After years of massive sales growth, Rivian (RIVN 24.45%) posted a decline in sales in late 2024. This was the first time in its publicly traded history that the electric vehicle (EV) company saw its revenue base drop.

The shift caused the market to question the company's valuation. But in reality, there's an even more important number to be tracking. That's especially true given we could get major news on this particular number very soon.

Gross profit is the key metric now

Despite being founded in 2009, Rivian is still very much a newcomer in manufacturing cars and trucks. Much of the conventional competition has been in business for many decades, sometimes for over a century.

Its biggest EV competitor, Tesla, was founded in 2003, six years before Rivian. This is a huge deal when it comes to scaling up successfully in the automotive market. It can take up to a decade to get a vehicle from the idea phase to production, not to mention the huge amount of infrastructure necessary to manufacture the vehicles themselves.

All of this requires capital -- a lot of it. And Rivian is no exception, especially considering it's aiming to release three new vehicles by 2026, a costly but necessary effort to spur growth.
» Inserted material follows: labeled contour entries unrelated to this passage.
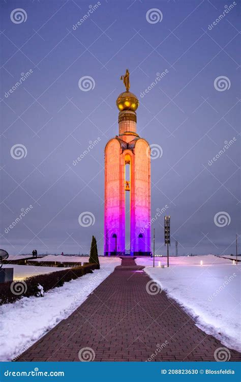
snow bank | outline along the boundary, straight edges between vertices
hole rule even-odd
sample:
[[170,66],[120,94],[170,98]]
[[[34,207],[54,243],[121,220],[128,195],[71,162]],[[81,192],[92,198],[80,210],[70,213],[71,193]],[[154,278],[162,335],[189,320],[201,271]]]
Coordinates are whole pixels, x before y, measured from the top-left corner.
[[138,258],[136,262],[145,266],[146,273],[184,307],[197,326],[224,345],[241,351],[240,263],[233,265],[212,255],[171,257],[169,268],[160,267],[166,264],[166,258],[156,259],[155,268],[150,258]]
[[119,258],[105,258],[104,262],[101,260],[100,262],[105,263],[100,269],[65,283],[63,287],[49,291],[42,298],[23,297],[0,306],[0,361],[17,358],[68,317],[120,264],[121,260]]

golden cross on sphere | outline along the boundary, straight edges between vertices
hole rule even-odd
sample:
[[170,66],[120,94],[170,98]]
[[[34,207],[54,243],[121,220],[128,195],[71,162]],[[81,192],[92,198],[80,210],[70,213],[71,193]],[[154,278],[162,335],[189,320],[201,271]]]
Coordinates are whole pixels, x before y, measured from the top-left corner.
[[127,90],[127,92],[129,92],[130,89],[130,73],[129,72],[129,70],[128,69],[127,69],[126,71],[126,74],[125,75],[122,75],[120,77],[120,79],[122,80],[123,80],[123,82],[124,83],[124,85],[126,87],[126,89]]

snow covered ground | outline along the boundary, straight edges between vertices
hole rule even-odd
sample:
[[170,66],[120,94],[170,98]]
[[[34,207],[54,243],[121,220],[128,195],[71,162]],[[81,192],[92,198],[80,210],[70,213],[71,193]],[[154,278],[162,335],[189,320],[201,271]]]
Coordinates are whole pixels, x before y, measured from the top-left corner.
[[[225,346],[241,351],[240,263],[213,255],[153,259],[137,258],[136,262],[174,299],[197,326]],[[200,265],[202,261],[203,265]]]
[[44,275],[50,272],[67,269],[68,268],[52,266],[38,266],[35,265],[17,265],[16,264],[5,264],[3,268],[13,268],[13,280],[21,280],[27,277]]
[[43,297],[23,297],[0,306],[1,361],[17,358],[68,317],[121,263],[119,258],[100,260],[100,269],[65,283],[63,287],[49,291]]

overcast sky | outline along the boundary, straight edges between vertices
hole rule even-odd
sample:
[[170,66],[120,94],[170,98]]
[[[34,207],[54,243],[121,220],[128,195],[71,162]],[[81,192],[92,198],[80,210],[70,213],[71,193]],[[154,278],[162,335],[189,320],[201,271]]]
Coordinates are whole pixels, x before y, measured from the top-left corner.
[[102,0],[89,12],[79,0],[2,0],[2,248],[86,253],[94,234],[103,254],[104,150],[118,133],[128,68],[137,132],[154,148],[156,253],[166,252],[165,214],[171,253],[175,240],[180,254],[235,252],[240,8],[225,8],[232,4]]

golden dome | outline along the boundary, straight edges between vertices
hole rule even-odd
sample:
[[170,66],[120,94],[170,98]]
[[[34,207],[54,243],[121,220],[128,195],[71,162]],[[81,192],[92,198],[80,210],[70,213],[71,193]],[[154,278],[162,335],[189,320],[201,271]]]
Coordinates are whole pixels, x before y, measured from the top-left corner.
[[123,110],[131,110],[135,112],[139,106],[139,101],[136,96],[131,92],[122,93],[116,99],[116,106],[120,112]]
Unfortunately, it still needs to regularly tap the market for more capital considering it's still losing money on every vehicle it sells. Over the past 12 months, it posted a gross loss of nearly $2 billion. These losses limit its ability to compete and survive. But the end could be upon us.

RIVN Revenue (TTM) Chart

RIVN revenue (TTM) data by YCharts; TTM = trailing 12 months.

In early 2024, management said the company would achieve positive gross profits by the end of the fiscal year. Three quarters have since gone by, and the company continues to generate gross losses.

But management continues to be confident, reiterating its goal of positive gross profits by February -- the month Rivian will post its next quarterly results. If you're invested in the stock, keep an eye on this number.